614.4
The Elite Potlatch: Gifts, Girls, and Distinction Among the Global VIP
The Elite Potlatch: Gifts, Girls, and Distinction Among the Global VIP
Wednesday, July 16, 2014: 4:15 PM
Room: Booth 68
Oral Presentation
As income and wealth concentration reach historic highs, sociological research on inequality has begun to focus on the social and cultural lives of the world’s “one percent.” This article presents rare ethnographic data on spending behaviors among the increasingly global elite and documents how the nouveau riche convert their economic capital into symbolic and social capital. Central to such conversions are gift giving rituals and exchanges of women. Based on two years of observations at high-end nightclubs in the global VIP leisure circuit, as well as 70 interviews with club organizers and guests, I document how gift giving is a central condition of conspicuous consumption among nightclub patrons, who distinguish amongst themselves through the display of beautiful women and the display, wasting, and gifting of high-priced bottles of alcohol in ritualized potlatches.
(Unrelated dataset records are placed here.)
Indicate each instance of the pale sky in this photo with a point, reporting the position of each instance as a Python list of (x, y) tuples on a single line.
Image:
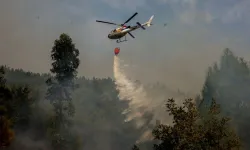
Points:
[(178, 54)]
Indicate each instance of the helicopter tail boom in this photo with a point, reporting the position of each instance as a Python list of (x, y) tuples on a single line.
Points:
[(149, 22)]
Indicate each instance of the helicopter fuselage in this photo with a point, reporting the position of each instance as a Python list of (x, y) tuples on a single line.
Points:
[(120, 32)]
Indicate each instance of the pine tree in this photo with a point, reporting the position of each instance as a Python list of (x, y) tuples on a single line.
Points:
[(64, 68), (191, 131), (6, 131)]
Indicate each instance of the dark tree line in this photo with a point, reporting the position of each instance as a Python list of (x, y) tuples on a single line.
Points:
[(60, 111)]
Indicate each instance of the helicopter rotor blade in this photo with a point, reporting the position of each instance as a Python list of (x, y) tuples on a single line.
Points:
[(107, 22), (130, 18), (131, 35)]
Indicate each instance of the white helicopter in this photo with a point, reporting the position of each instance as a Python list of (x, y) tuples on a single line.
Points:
[(122, 31)]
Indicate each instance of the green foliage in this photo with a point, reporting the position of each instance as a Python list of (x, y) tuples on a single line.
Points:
[(229, 84), (191, 131), (15, 108), (65, 62)]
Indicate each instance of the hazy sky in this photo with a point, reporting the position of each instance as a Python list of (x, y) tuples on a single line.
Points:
[(179, 54)]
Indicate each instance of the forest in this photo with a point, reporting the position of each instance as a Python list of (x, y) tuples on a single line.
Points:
[(62, 111)]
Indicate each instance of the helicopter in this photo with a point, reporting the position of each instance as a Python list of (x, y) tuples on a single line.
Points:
[(123, 30)]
I develop the concept of girl capital to describe women as a resource for status-seeking men. Club promoters work to accumulate and mobilize girl capital through the circulation of gifts, perks, favors and intimacies to establish reciprocity; thus, free goods sustain relationships between paid brokers (men) and unpaid women, thus masking the labor behind conspicuous leisure and framing economic relationships as friendships. Additionally, women are themselves circulated as gifts among men, largely through their symbolic presence on display. Thus this article documents two levels through which gifting practices sustain structural gender inequalities and uphold a traffic in women system: gifts to recruit women and women as gifts. This article also demonstrates how gifting practices are fundamental to stratification among elites. Lastly, this article genders elite space by revealing the logics of gendered worth within a contemporary high-society arena, one which recognizes and rewards economic capital for men but bodily capital for women.